3. DON'T MAKE LARGE PURCHASES ON CREDIT
Large purchases, say to furnish your new home, actually raise your DTI. In other words, new purchases come with new monthly responsibilities and higher debt to income ratios create riskier loans. This means someone who once qualified for approval, now raises a red flag to lenders. Do continue to build your line of credit as usual with smaller, typical purchases you are more than able to pay off each month.
4. DON'T CHANGE JOBS
You may be wondering how changing from one source of income to another could have an effect on your mortgage qualification in any way. Proof of a steady, consistent income is vitally important. It's also pertinent that you're remaining in the same industry as you were when you applied. Consistency across the board throughout the entirety of the mortgage approval process is the key to approval.
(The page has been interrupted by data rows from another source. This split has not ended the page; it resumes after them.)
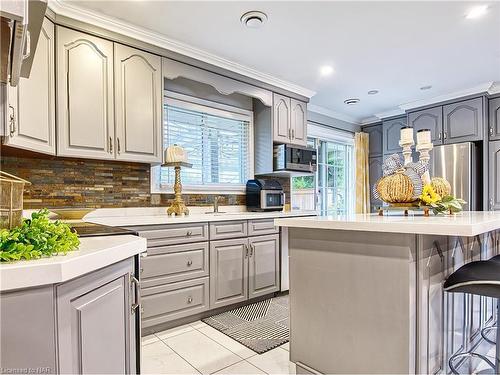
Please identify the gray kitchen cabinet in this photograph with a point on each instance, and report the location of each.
(168, 302)
(375, 133)
(264, 268)
(281, 119)
(392, 134)
(494, 175)
(138, 105)
(494, 119)
(31, 105)
(463, 121)
(93, 307)
(375, 173)
(228, 272)
(298, 123)
(84, 101)
(431, 119)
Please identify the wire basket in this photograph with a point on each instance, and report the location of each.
(11, 200)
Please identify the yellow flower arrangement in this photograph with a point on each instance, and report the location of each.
(429, 196)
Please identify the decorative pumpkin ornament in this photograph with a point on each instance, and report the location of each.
(441, 186)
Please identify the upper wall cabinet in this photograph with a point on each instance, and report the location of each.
(392, 134)
(432, 119)
(375, 141)
(494, 119)
(281, 119)
(289, 120)
(463, 121)
(31, 118)
(85, 115)
(138, 104)
(298, 122)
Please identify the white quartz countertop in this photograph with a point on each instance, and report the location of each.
(138, 220)
(469, 223)
(94, 253)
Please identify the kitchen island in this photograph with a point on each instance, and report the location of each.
(366, 291)
(73, 313)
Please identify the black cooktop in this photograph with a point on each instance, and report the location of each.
(91, 230)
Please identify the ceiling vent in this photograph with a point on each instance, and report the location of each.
(351, 101)
(253, 19)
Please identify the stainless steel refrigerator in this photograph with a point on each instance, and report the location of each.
(458, 163)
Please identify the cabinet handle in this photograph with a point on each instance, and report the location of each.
(137, 290)
(12, 121)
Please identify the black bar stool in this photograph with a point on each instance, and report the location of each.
(480, 278)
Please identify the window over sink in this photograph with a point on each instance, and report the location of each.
(218, 140)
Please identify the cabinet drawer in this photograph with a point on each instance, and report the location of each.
(167, 264)
(228, 229)
(175, 234)
(261, 226)
(173, 301)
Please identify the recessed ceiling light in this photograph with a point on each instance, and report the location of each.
(351, 101)
(326, 70)
(476, 12)
(253, 19)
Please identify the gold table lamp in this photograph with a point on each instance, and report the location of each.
(178, 207)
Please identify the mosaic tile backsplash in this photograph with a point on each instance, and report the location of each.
(68, 182)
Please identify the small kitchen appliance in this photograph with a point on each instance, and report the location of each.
(264, 195)
(294, 159)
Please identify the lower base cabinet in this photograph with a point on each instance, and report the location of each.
(243, 268)
(83, 326)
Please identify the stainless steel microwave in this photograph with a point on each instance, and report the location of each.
(294, 159)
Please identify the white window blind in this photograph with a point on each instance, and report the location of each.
(217, 146)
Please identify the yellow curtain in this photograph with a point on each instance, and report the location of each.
(361, 142)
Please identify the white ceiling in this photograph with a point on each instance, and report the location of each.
(395, 47)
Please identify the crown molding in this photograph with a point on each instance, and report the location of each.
(479, 89)
(63, 8)
(328, 112)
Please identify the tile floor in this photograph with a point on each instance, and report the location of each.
(200, 349)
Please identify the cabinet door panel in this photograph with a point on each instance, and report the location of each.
(494, 119)
(281, 119)
(84, 95)
(264, 269)
(299, 122)
(432, 119)
(494, 175)
(392, 134)
(375, 141)
(33, 100)
(138, 84)
(228, 272)
(463, 121)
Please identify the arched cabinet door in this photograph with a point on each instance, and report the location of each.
(31, 104)
(281, 119)
(463, 121)
(299, 122)
(85, 118)
(138, 104)
(431, 119)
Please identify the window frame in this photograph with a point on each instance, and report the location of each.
(215, 109)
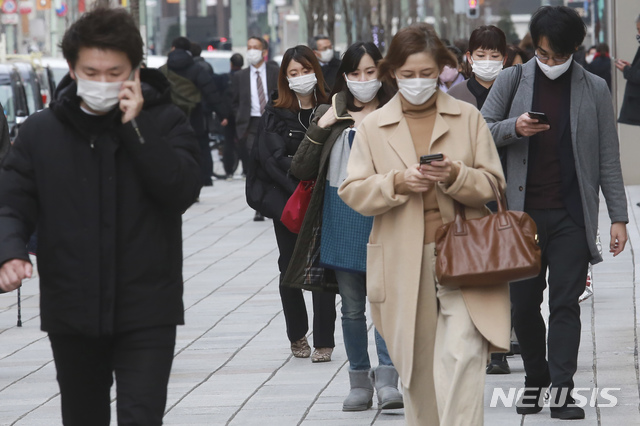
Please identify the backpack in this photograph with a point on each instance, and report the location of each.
(184, 94)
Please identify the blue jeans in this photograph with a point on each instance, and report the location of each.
(353, 291)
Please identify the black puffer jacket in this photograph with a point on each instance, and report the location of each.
(269, 182)
(181, 62)
(108, 207)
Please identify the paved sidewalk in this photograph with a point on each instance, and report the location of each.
(233, 364)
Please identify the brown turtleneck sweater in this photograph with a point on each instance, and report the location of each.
(421, 121)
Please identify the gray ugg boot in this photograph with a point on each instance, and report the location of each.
(361, 394)
(385, 380)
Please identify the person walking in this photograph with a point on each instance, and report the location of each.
(252, 88)
(181, 62)
(555, 178)
(322, 156)
(106, 173)
(438, 337)
(630, 111)
(487, 54)
(270, 184)
(323, 49)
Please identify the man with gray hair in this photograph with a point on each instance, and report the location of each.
(630, 111)
(558, 159)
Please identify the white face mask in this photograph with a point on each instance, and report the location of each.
(254, 56)
(555, 71)
(417, 90)
(364, 91)
(487, 70)
(304, 84)
(98, 95)
(326, 55)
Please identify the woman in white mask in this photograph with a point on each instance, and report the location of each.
(438, 337)
(323, 156)
(487, 54)
(270, 184)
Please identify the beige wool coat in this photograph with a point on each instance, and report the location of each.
(382, 148)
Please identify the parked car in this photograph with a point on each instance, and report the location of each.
(219, 60)
(58, 67)
(155, 61)
(43, 72)
(13, 98)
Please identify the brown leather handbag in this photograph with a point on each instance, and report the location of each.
(495, 249)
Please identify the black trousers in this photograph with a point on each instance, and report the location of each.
(206, 162)
(246, 142)
(141, 361)
(566, 255)
(293, 305)
(230, 147)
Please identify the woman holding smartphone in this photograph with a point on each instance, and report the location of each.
(269, 186)
(323, 156)
(438, 337)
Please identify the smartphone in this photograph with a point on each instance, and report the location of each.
(427, 159)
(540, 116)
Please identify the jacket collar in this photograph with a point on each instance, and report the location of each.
(391, 113)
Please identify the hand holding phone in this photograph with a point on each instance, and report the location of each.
(131, 99)
(540, 116)
(427, 159)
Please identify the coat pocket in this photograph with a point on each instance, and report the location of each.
(375, 273)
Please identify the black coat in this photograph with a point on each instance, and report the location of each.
(630, 111)
(108, 207)
(601, 66)
(181, 62)
(269, 181)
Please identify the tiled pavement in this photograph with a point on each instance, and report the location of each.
(232, 362)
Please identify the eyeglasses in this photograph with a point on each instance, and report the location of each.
(558, 60)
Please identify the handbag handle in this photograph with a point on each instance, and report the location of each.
(461, 217)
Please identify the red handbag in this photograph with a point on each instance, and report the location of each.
(295, 209)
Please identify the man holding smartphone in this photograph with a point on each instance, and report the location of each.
(105, 173)
(555, 172)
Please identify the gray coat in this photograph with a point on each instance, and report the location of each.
(593, 134)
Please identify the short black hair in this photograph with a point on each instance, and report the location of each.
(319, 37)
(350, 62)
(265, 44)
(195, 49)
(237, 60)
(562, 26)
(181, 43)
(488, 37)
(105, 29)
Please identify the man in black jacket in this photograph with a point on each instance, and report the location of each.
(630, 111)
(180, 61)
(323, 48)
(106, 174)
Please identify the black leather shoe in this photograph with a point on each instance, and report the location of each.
(498, 364)
(531, 401)
(567, 413)
(566, 410)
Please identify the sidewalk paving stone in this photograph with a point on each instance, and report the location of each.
(232, 362)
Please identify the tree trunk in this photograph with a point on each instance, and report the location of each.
(135, 11)
(348, 7)
(330, 25)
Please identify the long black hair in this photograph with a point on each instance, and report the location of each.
(350, 62)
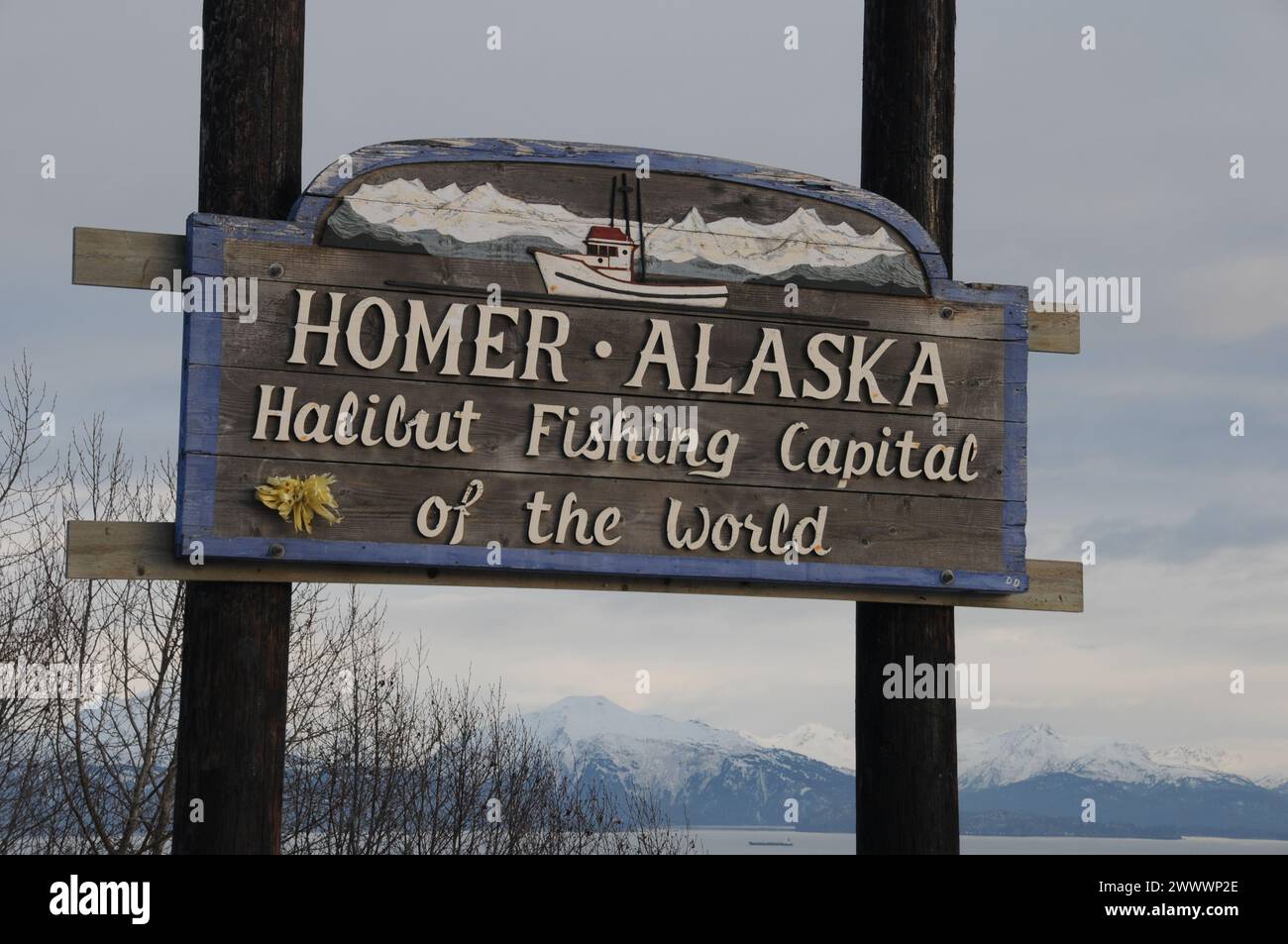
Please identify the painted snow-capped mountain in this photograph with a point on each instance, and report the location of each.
(814, 741)
(484, 223)
(698, 775)
(1030, 781)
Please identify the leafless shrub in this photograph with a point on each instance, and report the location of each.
(381, 758)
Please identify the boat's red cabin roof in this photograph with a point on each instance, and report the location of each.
(608, 235)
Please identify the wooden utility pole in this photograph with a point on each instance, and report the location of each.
(232, 712)
(907, 749)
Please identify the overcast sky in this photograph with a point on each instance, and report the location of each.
(1107, 162)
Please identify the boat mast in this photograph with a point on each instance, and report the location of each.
(626, 206)
(639, 217)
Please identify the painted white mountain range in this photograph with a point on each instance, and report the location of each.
(484, 223)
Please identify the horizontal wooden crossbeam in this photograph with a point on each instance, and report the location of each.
(129, 259)
(145, 550)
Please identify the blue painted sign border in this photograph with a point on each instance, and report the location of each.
(202, 343)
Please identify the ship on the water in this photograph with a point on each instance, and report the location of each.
(614, 265)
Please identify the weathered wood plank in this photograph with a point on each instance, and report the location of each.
(145, 550)
(500, 437)
(1055, 333)
(378, 505)
(973, 368)
(129, 259)
(124, 258)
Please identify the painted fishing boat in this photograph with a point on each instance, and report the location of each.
(606, 269)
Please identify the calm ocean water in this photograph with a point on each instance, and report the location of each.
(737, 842)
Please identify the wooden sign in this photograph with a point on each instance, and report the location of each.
(527, 356)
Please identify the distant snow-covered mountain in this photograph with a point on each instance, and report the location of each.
(814, 741)
(485, 223)
(1013, 781)
(1033, 750)
(697, 773)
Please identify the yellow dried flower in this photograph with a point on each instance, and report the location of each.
(297, 500)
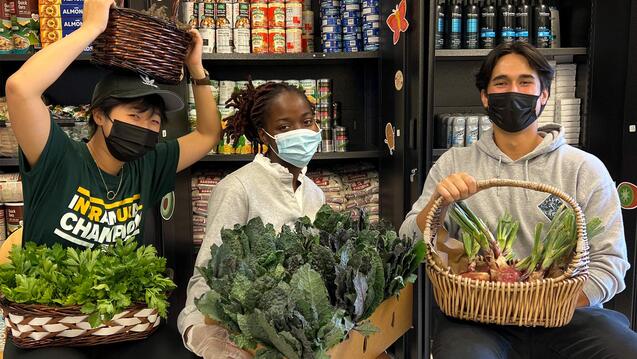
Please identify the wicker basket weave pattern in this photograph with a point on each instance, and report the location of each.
(548, 302)
(35, 326)
(144, 44)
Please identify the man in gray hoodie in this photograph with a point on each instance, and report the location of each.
(514, 83)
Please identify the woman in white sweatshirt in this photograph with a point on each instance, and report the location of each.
(273, 187)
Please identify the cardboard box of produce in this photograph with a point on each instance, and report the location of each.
(393, 318)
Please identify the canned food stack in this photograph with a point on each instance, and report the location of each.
(307, 36)
(58, 19)
(294, 26)
(351, 22)
(276, 26)
(259, 23)
(11, 204)
(202, 186)
(460, 130)
(324, 114)
(241, 26)
(223, 26)
(371, 25)
(331, 26)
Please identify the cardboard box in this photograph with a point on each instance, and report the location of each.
(393, 318)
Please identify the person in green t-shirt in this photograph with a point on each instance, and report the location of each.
(88, 194)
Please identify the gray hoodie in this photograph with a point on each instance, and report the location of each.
(555, 163)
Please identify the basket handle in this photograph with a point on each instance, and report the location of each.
(579, 263)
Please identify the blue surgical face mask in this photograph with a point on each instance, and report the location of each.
(296, 147)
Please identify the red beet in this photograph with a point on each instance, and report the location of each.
(477, 275)
(505, 274)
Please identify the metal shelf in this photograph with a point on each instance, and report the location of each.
(8, 162)
(478, 53)
(316, 56)
(319, 156)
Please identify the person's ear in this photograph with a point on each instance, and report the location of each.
(484, 98)
(98, 116)
(544, 97)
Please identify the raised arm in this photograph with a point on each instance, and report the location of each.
(197, 144)
(24, 89)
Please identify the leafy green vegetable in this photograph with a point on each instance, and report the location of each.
(298, 293)
(103, 281)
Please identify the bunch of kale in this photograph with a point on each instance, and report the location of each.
(298, 293)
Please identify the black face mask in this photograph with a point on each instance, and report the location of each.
(512, 111)
(128, 142)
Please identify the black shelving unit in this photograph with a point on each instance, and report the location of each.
(480, 53)
(9, 163)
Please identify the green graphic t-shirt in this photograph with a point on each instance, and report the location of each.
(65, 199)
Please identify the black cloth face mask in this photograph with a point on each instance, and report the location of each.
(512, 111)
(128, 142)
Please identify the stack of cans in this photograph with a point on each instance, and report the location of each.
(307, 39)
(331, 26)
(324, 114)
(371, 25)
(351, 21)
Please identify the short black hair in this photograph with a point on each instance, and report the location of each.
(150, 102)
(536, 60)
(253, 105)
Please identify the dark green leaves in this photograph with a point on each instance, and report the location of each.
(102, 281)
(298, 293)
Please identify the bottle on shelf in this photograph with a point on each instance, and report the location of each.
(507, 21)
(542, 25)
(471, 23)
(441, 12)
(455, 28)
(488, 24)
(522, 21)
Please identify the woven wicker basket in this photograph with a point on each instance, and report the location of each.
(35, 326)
(547, 303)
(144, 44)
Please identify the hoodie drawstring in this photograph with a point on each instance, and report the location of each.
(526, 177)
(497, 175)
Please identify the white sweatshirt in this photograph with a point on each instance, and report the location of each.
(555, 163)
(259, 189)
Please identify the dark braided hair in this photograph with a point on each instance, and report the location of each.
(252, 106)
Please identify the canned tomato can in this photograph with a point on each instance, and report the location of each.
(226, 89)
(309, 87)
(241, 40)
(307, 43)
(259, 15)
(340, 139)
(209, 38)
(189, 14)
(276, 14)
(3, 224)
(257, 83)
(14, 216)
(293, 40)
(293, 15)
(260, 41)
(276, 41)
(308, 21)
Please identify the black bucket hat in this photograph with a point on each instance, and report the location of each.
(126, 86)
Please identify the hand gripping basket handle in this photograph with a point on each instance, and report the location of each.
(175, 8)
(579, 263)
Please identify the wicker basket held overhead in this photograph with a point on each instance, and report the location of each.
(147, 45)
(548, 302)
(36, 326)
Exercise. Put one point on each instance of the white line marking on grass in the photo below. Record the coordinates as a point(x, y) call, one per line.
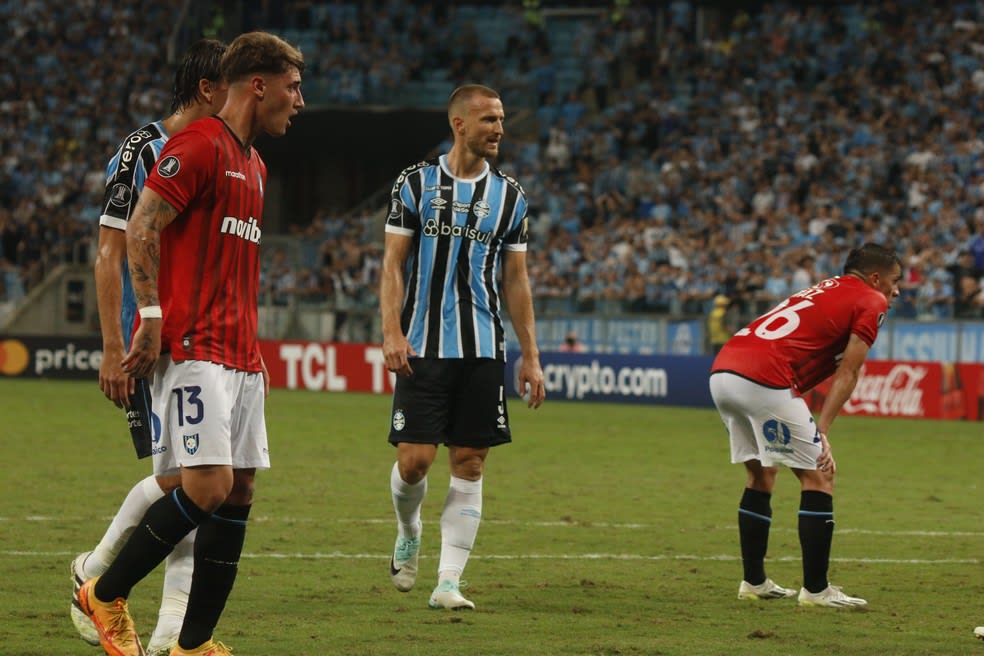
point(339, 555)
point(536, 524)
5. DON'T CO-SIGN OR PAY OFF COLLECTION ACCOUNTS
When you co-sign for someone, you are essentially agreeing to be that individual's safety net. Regardless of your intent to make their payments or not, your lender is required to count those payments against you. Additionally, when you make payments on older collection accounts, it actually makes that account "current" and can drop your credit score. If a payment is nearing its mark to expire based on the date of your last payment, it's actually best to leave that payment alone.
Of course, this is not a comprehensive list and there are additional safety steps to take in order to ensure you are not putting your chance for mortgage approval at risk. Always consult with your mortgage officer if you're unsure of what you can and cannot do between approval and closing day.